Una vez más, los voceros oficiales tienen motivos de sobra para asegurarnos que la Argentina no es México. En esta ocasión, no es cuestión del temor al contagio de una crisis financiera como la del “efecto Tequila” o de la llegada de una nueva mutación del virus de la gripe, sino de la presencia ominosa de bandas de narcotraficantes, como la responsable de transportar 944 kilos de cocaína a España.
El temor a que la Argentina termine como el “hermano” del norte puede entenderse. Desde el 2006, México es una zona de guerra en que ya han muerto, a manos de los sicarios de los carteles de la droga o de los efectivos militares que están procurando aniquilarlos, más de 30.000 personas y no hay señales de que la orgía de violencia que se ha desatado esté por atenuarse. El año pasado fue más cruento que los anteriores. El actual podría ser todavía peor.
Es una guerra horrífica. Pocos días transcurren sin que se descubran en las calles de ciudades o en baldíos desérticos decenas de cadáveres decapitados y mutilados. Es tan atroz el baño de sangre que México corre el riesgo de degenerar en un Estado fallido, en un territorio anárquico regido por delincuentes feroces que amenacen no sólo a sus propios compatriotas, sino también a todos los demás, incluyendo a los sumamente preocupados norteamericanos. Por razones comprensibles, a los yanquis no les gusta del todo pensar en lo que para ellos serían las consecuencias del eventual colapso del vecino sureño. Sería como si compartieran una frontera porosa con Afganistán.
Pues bien, a la Argentina ¿le espera un futuro mexicano? Sería reconfortante suponer que no existe ninguna posibilidad de que suceda aquí una catástrofe tan terrible como la que está causando estragos en México, que no obstante las apariencias, el país cuenta con instituciones de seguridad tan eficientes y una clase política tan firmemente comprometida con la legalidad que estará en condiciones de enfrentar con éxito el desafío mortal planteado por el imperialismo narco, pero la verdad es que no hay muchos motivos para sentir confianza.

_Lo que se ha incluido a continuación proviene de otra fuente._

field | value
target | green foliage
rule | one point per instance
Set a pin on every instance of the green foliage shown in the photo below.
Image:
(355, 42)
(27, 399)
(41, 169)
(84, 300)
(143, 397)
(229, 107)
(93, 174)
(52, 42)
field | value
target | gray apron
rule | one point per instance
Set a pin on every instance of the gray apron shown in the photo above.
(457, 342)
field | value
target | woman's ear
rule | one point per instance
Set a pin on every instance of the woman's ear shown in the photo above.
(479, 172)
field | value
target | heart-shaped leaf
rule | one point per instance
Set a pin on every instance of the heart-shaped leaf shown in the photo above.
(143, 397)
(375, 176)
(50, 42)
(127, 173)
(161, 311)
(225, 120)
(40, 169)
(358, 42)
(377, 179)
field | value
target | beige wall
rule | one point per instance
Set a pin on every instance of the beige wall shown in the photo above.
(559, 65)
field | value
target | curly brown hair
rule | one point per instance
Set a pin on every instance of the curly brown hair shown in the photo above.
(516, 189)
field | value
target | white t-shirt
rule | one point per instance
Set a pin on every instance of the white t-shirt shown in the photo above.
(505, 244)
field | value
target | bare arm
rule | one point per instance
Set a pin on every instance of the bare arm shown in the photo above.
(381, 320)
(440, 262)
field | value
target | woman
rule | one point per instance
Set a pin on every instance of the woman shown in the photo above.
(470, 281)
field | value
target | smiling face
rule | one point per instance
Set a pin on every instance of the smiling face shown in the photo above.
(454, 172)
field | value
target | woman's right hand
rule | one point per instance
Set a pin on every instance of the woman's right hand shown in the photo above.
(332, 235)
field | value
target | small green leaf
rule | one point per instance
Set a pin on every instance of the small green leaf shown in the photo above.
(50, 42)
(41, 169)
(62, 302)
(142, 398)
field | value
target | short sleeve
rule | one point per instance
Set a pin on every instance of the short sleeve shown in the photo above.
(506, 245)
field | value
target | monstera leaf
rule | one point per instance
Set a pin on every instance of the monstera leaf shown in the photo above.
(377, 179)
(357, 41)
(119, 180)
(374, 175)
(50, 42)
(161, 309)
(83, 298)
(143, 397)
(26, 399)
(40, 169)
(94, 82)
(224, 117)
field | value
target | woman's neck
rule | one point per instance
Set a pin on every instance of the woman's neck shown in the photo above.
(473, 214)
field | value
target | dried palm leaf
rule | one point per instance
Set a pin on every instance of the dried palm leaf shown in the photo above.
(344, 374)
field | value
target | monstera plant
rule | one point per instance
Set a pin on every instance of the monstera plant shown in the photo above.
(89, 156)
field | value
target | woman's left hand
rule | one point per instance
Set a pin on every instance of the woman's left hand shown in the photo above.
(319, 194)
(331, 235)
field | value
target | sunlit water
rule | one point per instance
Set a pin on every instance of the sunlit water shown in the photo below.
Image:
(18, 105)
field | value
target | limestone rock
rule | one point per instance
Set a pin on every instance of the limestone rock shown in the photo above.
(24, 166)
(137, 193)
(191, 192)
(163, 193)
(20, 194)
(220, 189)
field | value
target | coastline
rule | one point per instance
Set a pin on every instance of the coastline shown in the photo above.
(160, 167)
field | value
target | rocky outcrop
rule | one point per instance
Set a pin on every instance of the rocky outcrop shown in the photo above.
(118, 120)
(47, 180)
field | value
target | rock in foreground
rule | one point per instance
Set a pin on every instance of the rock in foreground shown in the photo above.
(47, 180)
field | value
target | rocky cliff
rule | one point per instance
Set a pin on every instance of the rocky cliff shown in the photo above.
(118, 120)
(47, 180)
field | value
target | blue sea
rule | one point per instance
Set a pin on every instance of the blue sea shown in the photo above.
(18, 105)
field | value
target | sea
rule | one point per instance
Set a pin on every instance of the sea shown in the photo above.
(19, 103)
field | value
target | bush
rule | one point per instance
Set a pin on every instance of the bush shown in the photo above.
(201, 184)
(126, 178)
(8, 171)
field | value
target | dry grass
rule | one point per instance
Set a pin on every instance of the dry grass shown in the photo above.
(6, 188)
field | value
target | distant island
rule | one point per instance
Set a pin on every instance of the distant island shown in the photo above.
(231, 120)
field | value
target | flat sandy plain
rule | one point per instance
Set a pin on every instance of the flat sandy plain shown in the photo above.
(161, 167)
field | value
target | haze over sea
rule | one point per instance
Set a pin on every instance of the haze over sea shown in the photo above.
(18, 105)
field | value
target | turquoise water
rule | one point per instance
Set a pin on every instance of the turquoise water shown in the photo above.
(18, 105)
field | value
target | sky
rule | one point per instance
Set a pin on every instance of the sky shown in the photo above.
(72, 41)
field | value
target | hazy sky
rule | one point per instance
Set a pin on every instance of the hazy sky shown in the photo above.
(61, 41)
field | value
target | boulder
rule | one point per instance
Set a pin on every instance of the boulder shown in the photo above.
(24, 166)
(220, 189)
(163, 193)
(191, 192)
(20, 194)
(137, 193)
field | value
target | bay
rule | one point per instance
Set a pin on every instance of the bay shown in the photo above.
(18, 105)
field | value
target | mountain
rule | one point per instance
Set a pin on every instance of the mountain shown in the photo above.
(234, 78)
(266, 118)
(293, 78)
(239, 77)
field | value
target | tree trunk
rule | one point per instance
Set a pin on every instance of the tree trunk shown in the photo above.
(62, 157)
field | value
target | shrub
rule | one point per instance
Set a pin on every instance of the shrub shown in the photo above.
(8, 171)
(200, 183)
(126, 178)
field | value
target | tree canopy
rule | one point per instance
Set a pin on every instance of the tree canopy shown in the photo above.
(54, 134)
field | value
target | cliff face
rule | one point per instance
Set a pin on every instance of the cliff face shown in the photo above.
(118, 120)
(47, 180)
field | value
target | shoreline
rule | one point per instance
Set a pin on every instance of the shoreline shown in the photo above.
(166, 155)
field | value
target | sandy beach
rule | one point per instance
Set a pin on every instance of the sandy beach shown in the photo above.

Como entenderá muy bien la ministra de Seguridad, Nilda Garré, las deficiencias de la Policía Federal, la Bonaerense y sus equivalentes de otras provincias no se limitan a la propensión de ciertos uniformados a maltratar a manifestantes “sociales” como aquellos que a fines del año pasado irrumpieron en el Parque Indoamericano y otros predios de la ciudad de Buenos Aires y el conurbano. Las purgas esporádicas no han servido para eliminar todos los focos de corrupción; lo que sí han hecho es dar a algunos depurados un buen pretexto para pasar a las filas de la delincuencia.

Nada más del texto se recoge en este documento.